In an opinion piece for the The Times, 29/09/14, Richard Harman, Chairman of HMC and Headmaster of Uppingham School argues it is time to stop scapegoating independent schools — to stop using them as lazy shorthand for the social ills of our country and to move beyond resentment.
It is time to stop scapegoating independent schools — to stop using them as lazy shorthand for the social ills of our country and to move beyond resentment.
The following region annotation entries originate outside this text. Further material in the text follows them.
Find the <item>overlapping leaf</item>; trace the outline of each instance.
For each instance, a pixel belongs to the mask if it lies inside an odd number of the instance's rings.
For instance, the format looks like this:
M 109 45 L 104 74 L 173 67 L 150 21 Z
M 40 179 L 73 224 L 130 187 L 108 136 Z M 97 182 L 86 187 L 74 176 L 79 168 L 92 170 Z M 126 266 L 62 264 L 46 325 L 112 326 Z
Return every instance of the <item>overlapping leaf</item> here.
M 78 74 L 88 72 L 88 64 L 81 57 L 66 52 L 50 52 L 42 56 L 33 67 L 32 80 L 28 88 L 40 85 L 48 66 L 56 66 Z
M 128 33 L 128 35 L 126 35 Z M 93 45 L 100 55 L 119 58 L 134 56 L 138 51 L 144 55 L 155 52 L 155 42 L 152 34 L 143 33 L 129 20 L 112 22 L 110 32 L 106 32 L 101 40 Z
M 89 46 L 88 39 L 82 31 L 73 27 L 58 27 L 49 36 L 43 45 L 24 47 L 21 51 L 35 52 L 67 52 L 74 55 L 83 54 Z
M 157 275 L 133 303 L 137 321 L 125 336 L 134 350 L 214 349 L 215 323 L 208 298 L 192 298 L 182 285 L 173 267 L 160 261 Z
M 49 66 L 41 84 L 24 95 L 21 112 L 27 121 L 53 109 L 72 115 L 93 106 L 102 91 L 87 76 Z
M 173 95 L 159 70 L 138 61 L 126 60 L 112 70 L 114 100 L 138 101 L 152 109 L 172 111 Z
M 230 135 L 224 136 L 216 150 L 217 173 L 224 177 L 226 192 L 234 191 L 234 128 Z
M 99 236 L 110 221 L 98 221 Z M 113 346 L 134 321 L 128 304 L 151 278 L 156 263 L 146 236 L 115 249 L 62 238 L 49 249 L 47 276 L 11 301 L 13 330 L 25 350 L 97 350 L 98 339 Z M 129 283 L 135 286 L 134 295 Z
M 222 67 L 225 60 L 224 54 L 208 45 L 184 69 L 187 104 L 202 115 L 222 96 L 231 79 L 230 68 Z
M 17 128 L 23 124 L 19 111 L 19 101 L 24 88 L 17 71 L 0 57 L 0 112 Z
One reason Britain has some of the best schools in the world is our insistence on a liberal, holistic education for children; we are not interested in narrow, sterile performance measures. Yet our pupils go on to do well in university entrance and progress to stimulating, challenging jobs — even becoming members of the cabinet. Michael Gove did, after all, despite his dismay at the company in which he found himself. We are a crucial academic resource, educating young people who take full advantage of academic opportunities and give back to society and the economy throughout their working lives.
Contrary to idle stereotypes, we are not all cut from one kind of cloth. British independent schools are now more ethnically diverse than their state-maintained counterparts. That may come as a surprise. What also marks us out is that we are genuinely independent and not a drain on the public purse. We provide one job in every 100 across the country.
As for social mobility, independent schools are part of the solution, not the root of the problem. We are not a laboratory for social engineering. Attacking the excellence of the education we provide will not help solve society’s ills. Education is part of the answer, but economic, family and social policy matter too. Making the type of school you attend a proxy for advantage, as Alan Milburn regularly does, just won’t cut it. The Headmasters’ and Headmistresses’ Conference (HMC) schools provide £365 million annually in financial support to their pupils — a million pounds a day and rising. Sir Michael Wilshaw sneeringly described this as “crumbs” from the rich man’s table.
Many who attack the independent sector have themselves benefited from it. Many do not like to admit they send their children to our schools. Too often, those in power are embarrassed to be seen to be talking to us. They prefer publicly to threaten us with loss of charitable status or more state control instead of recognising that we can help to solve their concerns.
So I appeal to policymakers to change their tone. We demonstrate excellence, we make a positive difference and we care.